A.V. Sultanbaev1, A.A. Izmaylov1,2, K.V. Menshikov1,2, Sh.I. Musin1, A.F. Nasretdinov1, I.A. Menshikova2, N.I. Sultanbaeva1, V.S. Chalov3
1Republican Clinical Oncology Dispensary, Ufa
2Bashkir State Medical University, Ufa
3Center PET-Technology LLC OP «Center for Nuclear Medicine of Ufa», Ufa
Sultanbaev Aleksandr V. ― Cand. of Sci. (Med.), oncologist, Head of the Department of Anticancer Drug Therapy of Republican Clinical Oncology Dispensary
73/1 Oktyabrya Ave., Ufa, 450054, Russian Federation, tel. +7-905-002-22-95, e-mail: firstname.lastname@example.org, ORCID ID: 0000-0003-0996-5995
Abstract. In Western Europe, prostate cancer is the most common malignant tumor among malignant neoplasms in men. In oncology, thanks to molecular genetic research in recent years, the genetic characteristics of the etiology and pathogenesis of prostate cancer have been exponentially studied. Patients with hereditary forms of malignant tumors associated with mutations in the BRCA 1/2 genes make up a special proportion of the group of patients with prostate cancer. An important stage in the examination of patients with malignant neoplasms is medical and genetic counseling. This stage allows you to identify signs of a hereditary form of the disease. The identification of a mutation in the BRCA 1/2 genes makes it possible to personalize the approach to the prevention and treatment of prostate cancer.
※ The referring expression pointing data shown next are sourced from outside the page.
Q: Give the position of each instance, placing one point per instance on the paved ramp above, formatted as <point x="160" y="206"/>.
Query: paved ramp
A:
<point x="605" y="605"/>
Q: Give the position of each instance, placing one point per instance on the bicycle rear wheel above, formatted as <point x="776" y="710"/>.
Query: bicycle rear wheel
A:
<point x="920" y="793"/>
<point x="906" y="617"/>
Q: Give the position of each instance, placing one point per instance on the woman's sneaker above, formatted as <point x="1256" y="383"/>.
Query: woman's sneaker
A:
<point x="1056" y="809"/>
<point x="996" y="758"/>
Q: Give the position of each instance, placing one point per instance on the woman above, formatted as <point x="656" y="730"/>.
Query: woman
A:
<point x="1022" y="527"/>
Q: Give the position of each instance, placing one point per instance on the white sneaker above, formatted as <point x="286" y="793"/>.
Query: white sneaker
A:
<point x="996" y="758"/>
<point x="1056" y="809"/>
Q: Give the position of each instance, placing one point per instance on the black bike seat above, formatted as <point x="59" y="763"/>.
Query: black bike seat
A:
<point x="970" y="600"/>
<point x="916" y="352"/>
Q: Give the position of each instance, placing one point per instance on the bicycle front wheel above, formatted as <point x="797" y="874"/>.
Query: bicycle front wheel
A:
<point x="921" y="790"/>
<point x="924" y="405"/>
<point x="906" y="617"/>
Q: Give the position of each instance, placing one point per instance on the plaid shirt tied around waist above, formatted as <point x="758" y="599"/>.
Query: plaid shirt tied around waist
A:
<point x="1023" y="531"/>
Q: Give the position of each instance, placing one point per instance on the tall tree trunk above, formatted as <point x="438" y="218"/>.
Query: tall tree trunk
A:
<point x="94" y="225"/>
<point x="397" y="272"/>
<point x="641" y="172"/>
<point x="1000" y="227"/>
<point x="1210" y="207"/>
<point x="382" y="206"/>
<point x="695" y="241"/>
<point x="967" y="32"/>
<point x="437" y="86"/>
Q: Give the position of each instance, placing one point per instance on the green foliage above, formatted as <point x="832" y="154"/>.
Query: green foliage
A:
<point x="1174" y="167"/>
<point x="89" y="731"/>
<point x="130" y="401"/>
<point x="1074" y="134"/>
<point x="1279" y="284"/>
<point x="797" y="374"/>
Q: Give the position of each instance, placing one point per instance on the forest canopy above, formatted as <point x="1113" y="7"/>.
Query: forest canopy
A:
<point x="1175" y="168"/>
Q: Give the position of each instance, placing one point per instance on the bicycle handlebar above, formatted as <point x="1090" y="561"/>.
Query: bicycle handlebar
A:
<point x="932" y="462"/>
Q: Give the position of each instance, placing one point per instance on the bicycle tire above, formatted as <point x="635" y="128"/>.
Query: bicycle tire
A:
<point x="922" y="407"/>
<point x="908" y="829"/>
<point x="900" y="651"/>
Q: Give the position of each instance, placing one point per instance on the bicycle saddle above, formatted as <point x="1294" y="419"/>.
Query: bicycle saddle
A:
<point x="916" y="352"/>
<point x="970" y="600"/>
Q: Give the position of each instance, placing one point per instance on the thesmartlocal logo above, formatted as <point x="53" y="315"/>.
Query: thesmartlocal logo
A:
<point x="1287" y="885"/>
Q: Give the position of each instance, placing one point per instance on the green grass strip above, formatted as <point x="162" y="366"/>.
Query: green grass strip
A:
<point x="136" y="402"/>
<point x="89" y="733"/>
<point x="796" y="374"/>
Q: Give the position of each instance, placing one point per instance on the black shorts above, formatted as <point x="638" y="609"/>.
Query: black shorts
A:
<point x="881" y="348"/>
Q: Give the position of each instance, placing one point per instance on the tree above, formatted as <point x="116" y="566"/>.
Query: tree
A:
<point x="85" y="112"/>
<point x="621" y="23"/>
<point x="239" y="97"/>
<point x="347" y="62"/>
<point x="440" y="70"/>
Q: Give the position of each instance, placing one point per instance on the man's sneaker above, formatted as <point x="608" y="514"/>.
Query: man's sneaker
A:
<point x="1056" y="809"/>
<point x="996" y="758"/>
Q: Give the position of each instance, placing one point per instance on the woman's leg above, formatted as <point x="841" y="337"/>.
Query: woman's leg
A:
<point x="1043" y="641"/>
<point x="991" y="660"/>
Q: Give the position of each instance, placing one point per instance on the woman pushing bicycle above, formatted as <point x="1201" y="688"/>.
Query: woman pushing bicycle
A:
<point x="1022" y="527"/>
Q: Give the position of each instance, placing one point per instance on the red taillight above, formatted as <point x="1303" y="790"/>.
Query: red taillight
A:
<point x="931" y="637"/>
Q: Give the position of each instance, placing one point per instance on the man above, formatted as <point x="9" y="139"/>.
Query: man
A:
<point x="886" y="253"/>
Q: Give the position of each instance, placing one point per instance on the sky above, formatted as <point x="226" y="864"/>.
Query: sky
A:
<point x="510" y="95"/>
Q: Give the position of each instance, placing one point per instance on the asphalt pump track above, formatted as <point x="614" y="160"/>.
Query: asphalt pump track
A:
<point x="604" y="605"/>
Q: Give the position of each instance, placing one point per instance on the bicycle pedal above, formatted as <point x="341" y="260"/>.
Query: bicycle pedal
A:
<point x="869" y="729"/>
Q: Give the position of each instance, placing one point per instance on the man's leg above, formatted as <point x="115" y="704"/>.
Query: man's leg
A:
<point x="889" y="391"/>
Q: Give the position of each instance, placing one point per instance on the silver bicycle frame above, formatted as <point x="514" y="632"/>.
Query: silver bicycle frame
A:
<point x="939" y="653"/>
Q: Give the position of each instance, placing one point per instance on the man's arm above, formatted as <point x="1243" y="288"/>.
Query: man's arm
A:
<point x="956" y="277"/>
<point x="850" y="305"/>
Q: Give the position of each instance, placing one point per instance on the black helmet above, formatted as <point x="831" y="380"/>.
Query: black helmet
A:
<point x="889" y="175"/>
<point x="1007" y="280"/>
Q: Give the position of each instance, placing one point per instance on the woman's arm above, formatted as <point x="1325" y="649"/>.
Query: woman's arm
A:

We present a clinical observation of a patient with prostate cancer with a family history and the presence of a mutation in the BRCA 1 gene. It should be noted that the detection of mutations in the BRCA gene improves the results of early detection of malignant neoplasms. Screening measures aimed at finding germline mutations in a healthy population can improve the early detection of malignant neoplasms. The use of olaparib in the detection of mutations in one of the genes for homologous DNA recombination (HRRm) in the treatment of metastatic prostate cancer allows to achieve an increase in the life expectancy of patients with a favorable toxicity profile.
Key words: prostate cancer, hereditary cancer, BRCA 1/2, olaparib.